Jesus calls the Twelve together and sends them out to preach His message to the villages throughout the area. While they are doing that, He gives them authority to cast out demons and heal diseases. These signs are there to prove to the people that these men are teaching the true things of God. They are also to take no provisions for their travels, but to rely on the hospitality of those who hear them. This way, they will rely on God instead of their own might, thus proving to themselves that they are doing God’s work.
The disciples were instructed to not wear out their welcome by staying in many different houses in a village, but keep to just one before moving on. This helps ensure that they will reach as many different villages and towns as possible. However, if no one accepts their message, they are to leave immediately, shaking the dust off their feet as they go. This is a symbolic act that the Pharisees would do as they left Gentile lands to return home, removing any possible defilement they may have picked up during their travels. For the disciples to do this in Jewish towns would be to say that those towns were not truly part of God’s people.

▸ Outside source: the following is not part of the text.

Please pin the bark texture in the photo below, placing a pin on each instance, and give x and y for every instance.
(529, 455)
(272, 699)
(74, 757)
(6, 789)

Around this time, the report of Jesus has reached Herod the tetrarch. He was the Roman governor over Galilee, the region Jesus has spent most of His time ministering so far. However, he was getting a garbled report because some people thought that Jesus was John the Baptist raised from the dead, or Elijah. Herod didn’t believe in a resurrection, it seems, but he did want to know who could cause such reports as this. This may be a strange place to put this detail for Luke to put in his narrative, but it is a point that will come up again much later in the book.
Help us to preach Your word to the world, standing firm on the truth even when no one wants to hear it.